Structurally, Nymphomania — Volume I of which is being released a week before the next “chapter,” to lure us into a serial cinema experience — follows the recollecting account of a confessed nymphomaniac named Joe (Charlotte Gainsbourg), a bedraggled and bloodied 50-year-old pulled out of an alley into the home of the kindly intellectual Seligman (Stellan Skarsgård). He’s an open ear and a later-thinking conversational sparring partner as she recounts her life back to adolescence (via the spindly fine actress playing her younger self, Stacy Martin). The memories stretch from a serial-casual-sex-on-a-train challenge with her teenage friend to a startling scene confronting the wife (Uma Thurman, rocking in her role) of a middle-aged man whom she has an affair with. Along the way, our self-empowered heroine/antiheroine circles around an actual love interest, despite that old contemporary-consciousness ailment contained in the cry: “I can’t feel anything.”
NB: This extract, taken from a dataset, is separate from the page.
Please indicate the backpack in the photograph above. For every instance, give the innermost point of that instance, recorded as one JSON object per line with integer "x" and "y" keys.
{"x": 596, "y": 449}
Nymphomaniac, as seen in Vol. I, anyway, is a fascinating and stylistically daring film in itself, and one that contains echoes of continuity with previous von Trier wonders, from the avant-theatrical stagings of Dogville through the haunting existential/cosmic angst of 2011’s Melancholia. Not surprisingly, Nymphomaniac finds the intellectually restless director addressing sex and the art of cinema in beguiling, dualistic ways — anything but head-on. See you next week.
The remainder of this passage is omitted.